Lambert would not say anything Tuesday when I asked him about Salvo’s version. Burke Brennan, the guy paid to answer such questions, said DeKalb officials are trying to dig to the bottom of this mess. He said watershed officials turned the water on again Saturday morning because hospitals can’t be left dry.
Interim CEO Lee May said the county is looking for a new watershed director, who is also an interim.
Tuesday morning, Salvo was downtown Decatur, where his crews were installing a new streetscape. His business, a dad-and-son operation with 30 workers, has done work in Gwinnett and Cobb counties, Dunwoody and several other metro Atlanta entities.
So why bother with DeKalb?
“Because they have the biggest jobs and they have a lot of them coming up,” he said, referring to the $1.35 billion capital improvement project to revitalize the county’s creaky system.

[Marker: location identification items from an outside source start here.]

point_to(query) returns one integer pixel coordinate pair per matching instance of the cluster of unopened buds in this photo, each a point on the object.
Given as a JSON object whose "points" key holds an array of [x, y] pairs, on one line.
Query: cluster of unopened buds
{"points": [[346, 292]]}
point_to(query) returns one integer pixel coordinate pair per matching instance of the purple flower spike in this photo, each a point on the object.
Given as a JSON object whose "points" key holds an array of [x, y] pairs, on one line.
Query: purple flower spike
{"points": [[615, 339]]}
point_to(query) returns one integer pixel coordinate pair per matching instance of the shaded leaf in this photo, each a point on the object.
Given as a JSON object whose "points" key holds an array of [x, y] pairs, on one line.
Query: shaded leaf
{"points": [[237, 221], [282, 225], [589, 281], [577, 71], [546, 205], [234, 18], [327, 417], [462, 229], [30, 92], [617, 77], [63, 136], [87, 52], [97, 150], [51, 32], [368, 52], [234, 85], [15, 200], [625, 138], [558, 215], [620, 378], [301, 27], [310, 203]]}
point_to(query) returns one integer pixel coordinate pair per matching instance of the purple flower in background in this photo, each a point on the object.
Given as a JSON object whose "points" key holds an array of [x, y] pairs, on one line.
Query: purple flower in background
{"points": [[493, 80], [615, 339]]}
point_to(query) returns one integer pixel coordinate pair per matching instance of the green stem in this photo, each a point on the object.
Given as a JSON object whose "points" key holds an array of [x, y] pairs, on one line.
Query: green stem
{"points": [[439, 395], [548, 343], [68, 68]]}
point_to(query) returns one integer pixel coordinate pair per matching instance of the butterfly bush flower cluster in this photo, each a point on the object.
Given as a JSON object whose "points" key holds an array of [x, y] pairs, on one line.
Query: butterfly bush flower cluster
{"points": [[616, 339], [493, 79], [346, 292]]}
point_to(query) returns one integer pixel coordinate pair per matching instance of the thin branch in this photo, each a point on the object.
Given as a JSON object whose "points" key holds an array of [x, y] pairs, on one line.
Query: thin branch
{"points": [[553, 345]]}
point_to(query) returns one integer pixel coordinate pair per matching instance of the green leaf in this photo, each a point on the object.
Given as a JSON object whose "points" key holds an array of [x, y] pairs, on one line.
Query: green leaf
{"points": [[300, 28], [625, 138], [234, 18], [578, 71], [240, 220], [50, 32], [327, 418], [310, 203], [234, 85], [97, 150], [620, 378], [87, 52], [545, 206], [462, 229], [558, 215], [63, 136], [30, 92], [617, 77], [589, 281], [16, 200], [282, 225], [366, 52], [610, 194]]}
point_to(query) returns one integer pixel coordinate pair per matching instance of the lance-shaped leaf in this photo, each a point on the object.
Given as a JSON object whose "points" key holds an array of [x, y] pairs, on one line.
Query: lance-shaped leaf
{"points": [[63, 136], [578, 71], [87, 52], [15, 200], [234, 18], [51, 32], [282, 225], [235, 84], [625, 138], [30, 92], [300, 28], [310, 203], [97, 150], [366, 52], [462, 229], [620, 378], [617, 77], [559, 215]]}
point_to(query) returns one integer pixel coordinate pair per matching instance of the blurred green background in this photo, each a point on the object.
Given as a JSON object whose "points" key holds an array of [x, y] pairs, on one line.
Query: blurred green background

The watershed department is a cash cow that was also the starting point of a grand jury investigation that dug into alleged corruption there and pivoted to snag (and convict) CEO Burrell Ellis on charges of perjury and attempted extortion.
Salvo knows first-hand about all that. DeKalb Public Works inspectors some four years ago tapped him as a potential cash cow of their own. His crews were replacing sidewalks along South Hairston Road when an inspector started giving them trouble, threatening to shut them down.
Neacacha Joyner, according to the feds and Salvo, hit him up for a $500 loan. Later, in 2011, Joyner told the contractor, “Let me think like a crook. I think you’re a crook, too. I need $18,000.”
She devised a way for the contractors to put in phony bills for nonexistent work — for instance, installing fire hydrants — and they’d split the difference.
“They had a system; they had no fear,” Salvo told me. “They get you to do a crime with them first, then you’re in trouble, too. Then you get in deeper and deeper.
“The money was there for the taking. It was there for them to steal. Simple as that.”
But instead of getting dirty, the Salvos went to the FBI and worked, according to the feds, as “good Samaritan confidential sources.”
In the end, Joyner and Fidelis Ogbu, another Public Works supervisor, ended up in the federal pokey.
So all’s good. Right?
Not really. Remember, this is Bizarro World.
In 2012, Salvo was low bidder on a project to replace water lines near the Tucker area. But when it was time to get commission approval, county staff members recommended two other companies, costing taxpayers $270,000 more.
He appealed to contracts director Kelvin Walton, the unindicted co-conspirator and star witness in the Ellis case, and was told his company was kicked out by a technicality. Salvo went public, on Facebook, to community groups, wherever he could, claiming he was a victim of retaliation for working with the feds.
A judge agreed that the Salvos should get the business.
On Tuesday, he walked from the construction site to the county board meeting to see if there was any response.
While walking there, I asked him whether he fears losing business for being so mouthy.
He shook his head.
“I don’t worry about it. They can’t take work away from us for doing what’s right.”